Ermeni gençlerin sivil savunma
birliklerine katılarak bölgede çatıştıkları, Suriye ordusunun bölgeye yönelik
başlattığı teröristlerin temizlenmesi operasyonuna katıldıkları belirtiliyor.
Suriye ordusu Kesab saldırısı sonrasında hemen bölgeye intikal ederek, terör gruplarının
ilerlemesini durdurmuş, sonrasında ise yaptığı operasyonlarla 45. Nokta dahil
olmak üzere stratejik pek çok yeri geri almayı başardı.
2000 civarında kayıp veren terör
grupları AKP hükümetinin baskı ve tehditti ile bölgede kalmaya devam ediyorlar.
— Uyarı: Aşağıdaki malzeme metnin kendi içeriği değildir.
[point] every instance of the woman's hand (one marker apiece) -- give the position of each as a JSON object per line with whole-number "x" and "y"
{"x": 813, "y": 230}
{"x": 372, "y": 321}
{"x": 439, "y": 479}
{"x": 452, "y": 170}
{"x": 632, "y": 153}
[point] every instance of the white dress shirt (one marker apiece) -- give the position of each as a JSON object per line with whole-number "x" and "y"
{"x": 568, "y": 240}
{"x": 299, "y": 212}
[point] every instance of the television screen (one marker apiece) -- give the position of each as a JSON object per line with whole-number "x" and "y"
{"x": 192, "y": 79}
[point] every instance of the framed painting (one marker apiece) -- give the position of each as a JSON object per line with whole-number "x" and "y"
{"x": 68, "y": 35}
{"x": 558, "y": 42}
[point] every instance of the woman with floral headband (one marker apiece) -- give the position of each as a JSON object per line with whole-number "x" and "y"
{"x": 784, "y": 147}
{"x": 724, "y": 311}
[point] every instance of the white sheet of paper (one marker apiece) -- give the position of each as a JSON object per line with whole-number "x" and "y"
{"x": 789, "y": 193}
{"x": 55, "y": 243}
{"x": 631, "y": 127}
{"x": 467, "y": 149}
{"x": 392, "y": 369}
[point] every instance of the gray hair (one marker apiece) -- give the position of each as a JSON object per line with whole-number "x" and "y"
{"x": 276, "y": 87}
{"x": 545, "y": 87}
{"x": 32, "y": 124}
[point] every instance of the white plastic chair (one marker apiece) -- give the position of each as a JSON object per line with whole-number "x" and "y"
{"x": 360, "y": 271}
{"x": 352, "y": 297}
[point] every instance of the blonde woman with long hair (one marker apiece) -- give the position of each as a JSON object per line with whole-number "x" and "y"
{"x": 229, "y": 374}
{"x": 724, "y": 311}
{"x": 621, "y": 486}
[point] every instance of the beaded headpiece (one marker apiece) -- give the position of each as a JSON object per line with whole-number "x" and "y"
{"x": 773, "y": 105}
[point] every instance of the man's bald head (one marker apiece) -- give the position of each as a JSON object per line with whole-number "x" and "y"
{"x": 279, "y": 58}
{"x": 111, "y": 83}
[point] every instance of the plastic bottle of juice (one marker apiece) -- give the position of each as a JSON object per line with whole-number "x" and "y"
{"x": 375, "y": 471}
Türk askerinin sınırları Türkiye girişi yönünde kapattığı, Türkiye’ye girmeye
çalışan teröristlere izin vermediği de bölgeden gelen haberler arasında yer
alıyor. İlk kez sınıra 50 metre
aralıklarla asker yığan Türkiye ordusunun yalnızca yaralıların geçişine Harem
bölgesinden izin verdiği, bunun dışında bölgeyi geçişlere tamamen kapattığı
belirtiliyor. Amacın Suriye ordusun karşısında ciddi kayıplar veren terör
guruplarının, çatışmadan vazgeçerek yeniden Türkiye’ye geçişlerinin
engellenmesi olduğu söyleniyor.
Suriye Askeri yetkilileri,
bölgede başarılı operasyonlar yaptıklarını, teröristlere ciddi kayıplar
verdirdiklerini ve kısa sürede Kesab dahil tüm bölgeyi teröristlerden
temizleyeceklerini belirtiyorlar. Türkiye sınırından bu kadar yoğunluklu bir
saldırıyı beklemedikleri için, ilk saldırıda gerilediklerini belirten askeri
yetkililer, Kesab ve civarın da 300 kadar güvenlik kuvvetlerin olduğunu,
saldırganların ise sayılarının 5000 civarında ve ağır silahlı olduklarını ifade
ediyorlar. Kısa sürede bölgeyi boşaltmaya çalıştıklarını ancak bir kısım
vatandaşın Kesab ‘da kaldığını ve teröristlerin hedefi olduklarını
belirtiyorlar.
Kaçırılan Ermeni vatandaşların
Türkiye’ye götürüldüğü şeklinde duyumlar aldıklarını belirten askeri
yetkililer, bunun uluslararası hukuka aykırı olduğunu, kendi vatandaşlarının
silah zoru ile başka bir ülkeye esir alınarak götürülmesinin ciddi bir suç
olduğunu belirtiyorlar ve derhal serbest bırakılmalarını istiyorlar.
Çatışmaların devam ettiği
bölgede, Suriye ordusunun ve sivil savunma birliklerinin ilerlemesi davam
ederken, teröristlerin kent merkezine attıkları havan mermilerinin ise korku ve
panik yarattığı, sivil can kayıplarına neden olduğu belirtiliyor. Kent
merkezine yakın yaşam bölgelerine, hedef gözetilmeksizin rast gele atılan hava
mermilerinin sivil kayıplar vermesi, bölgede tepkileri arttırıyor. Türkiye
sınırından atıldığı iddia edilen bu havan ve roketlerin, masum sivilleri
katlettiğini belirten bölge halkı, bu saldırılardan Türkiye’yi sorumlu tutuyor.